3.11震災後、原発事故による放射能汚染を心配する世界の人々は、なかなか観光のために日本を訪れようとしない。すこしでも日本の実情を世界にアピールするため、日本政府をはじめ各地方自治体が、積極的に海外に向けて情報発信しようとしている。特に、近年多くの観光客を送りだしている中国には、より多くの人力と予算をつぎ込んでアピールしている。
しかし、各地方自治体の観光キャンペーン作戦を見ていて、首をかしげることが多い。まず、みな競って上海詣でをする。ごく一部の地方自治体を除けば、ほとんどの地方自治体にとって上海へのアピールはほぼ自己満足に終わっている。その効果というと、日本の地元の納税者に報告できるほどの内容はないに等しいと指摘せざるを得ない。上海の現場では、「また日本の観光宣伝が来たのか」と、集中豪雨式に殺到する日本の観光キャンペーンに、ある種の金属疲労現象に近い拒絶反応が起きている。
知事が率いるプロモーションツアーでも、上海で市レベルの行政担当者に会えず、訪問した数社の旅行社でのあいさつも、日本部部長止まりで終わり、せっかくの訪問なのに上海で会えた関係者の人数が20人未満の場合もあった。さらに、訪問先のメディアにまったく相手にされず、ニュースとして取り上げてもらうために、個人的な関係という裏技を使わざるを得なかったりもする。本当に惨憺たるものだ。
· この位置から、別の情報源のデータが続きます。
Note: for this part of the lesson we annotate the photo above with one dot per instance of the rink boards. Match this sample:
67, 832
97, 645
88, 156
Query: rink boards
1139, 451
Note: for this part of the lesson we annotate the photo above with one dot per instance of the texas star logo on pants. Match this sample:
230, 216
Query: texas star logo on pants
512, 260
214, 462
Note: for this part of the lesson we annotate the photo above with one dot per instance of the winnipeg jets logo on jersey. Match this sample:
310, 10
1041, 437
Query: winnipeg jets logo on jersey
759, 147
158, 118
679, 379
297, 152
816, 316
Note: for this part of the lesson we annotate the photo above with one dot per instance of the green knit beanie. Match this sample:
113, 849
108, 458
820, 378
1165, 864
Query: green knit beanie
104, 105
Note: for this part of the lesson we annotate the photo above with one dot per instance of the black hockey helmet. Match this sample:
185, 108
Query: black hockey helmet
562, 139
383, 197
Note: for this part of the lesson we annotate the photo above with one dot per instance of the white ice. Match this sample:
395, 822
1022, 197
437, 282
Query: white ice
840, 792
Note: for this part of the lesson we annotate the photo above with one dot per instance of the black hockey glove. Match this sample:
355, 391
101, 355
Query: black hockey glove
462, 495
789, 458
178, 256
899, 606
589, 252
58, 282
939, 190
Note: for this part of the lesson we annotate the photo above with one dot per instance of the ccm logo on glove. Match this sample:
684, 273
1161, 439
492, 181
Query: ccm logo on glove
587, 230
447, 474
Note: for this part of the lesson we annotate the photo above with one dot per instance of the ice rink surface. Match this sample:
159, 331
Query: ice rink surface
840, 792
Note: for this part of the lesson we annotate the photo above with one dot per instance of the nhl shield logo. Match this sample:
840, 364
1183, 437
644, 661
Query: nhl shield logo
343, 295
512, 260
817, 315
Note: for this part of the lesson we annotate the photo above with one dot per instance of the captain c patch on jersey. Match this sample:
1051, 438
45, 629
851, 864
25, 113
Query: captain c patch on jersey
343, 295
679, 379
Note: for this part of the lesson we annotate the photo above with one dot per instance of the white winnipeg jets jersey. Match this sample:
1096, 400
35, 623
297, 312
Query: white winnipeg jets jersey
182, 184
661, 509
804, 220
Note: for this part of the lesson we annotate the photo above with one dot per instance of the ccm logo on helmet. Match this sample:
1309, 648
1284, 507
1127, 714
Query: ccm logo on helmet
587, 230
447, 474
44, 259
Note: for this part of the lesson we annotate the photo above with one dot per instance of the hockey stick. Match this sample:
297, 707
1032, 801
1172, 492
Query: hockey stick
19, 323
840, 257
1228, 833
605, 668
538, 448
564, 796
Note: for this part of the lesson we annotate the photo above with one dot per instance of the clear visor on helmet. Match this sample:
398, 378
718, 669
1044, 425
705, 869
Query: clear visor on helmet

ずっと前から私はこうした現象をからかっている。「まるで上海で稼いだ人民元が、中国のほかの地方で得た人民元収入よりも為替レートがよいようだ」と。なぜ中国の地方自治体により積極的に働きかけないのか不思議で仕方ない。
最初の一歩を踏み出した
山梨県の観光キャンペーン
いつも私のこうした主張を聞いている地方自治体の中に、つい意を決して勇敢にも最初の一歩を踏み出したところがあった。私が以前からずっと何らかの形で県の観光事業にかかわっている山梨県が、中国の地方に観光キャンペーンに行こうと応じてくれた。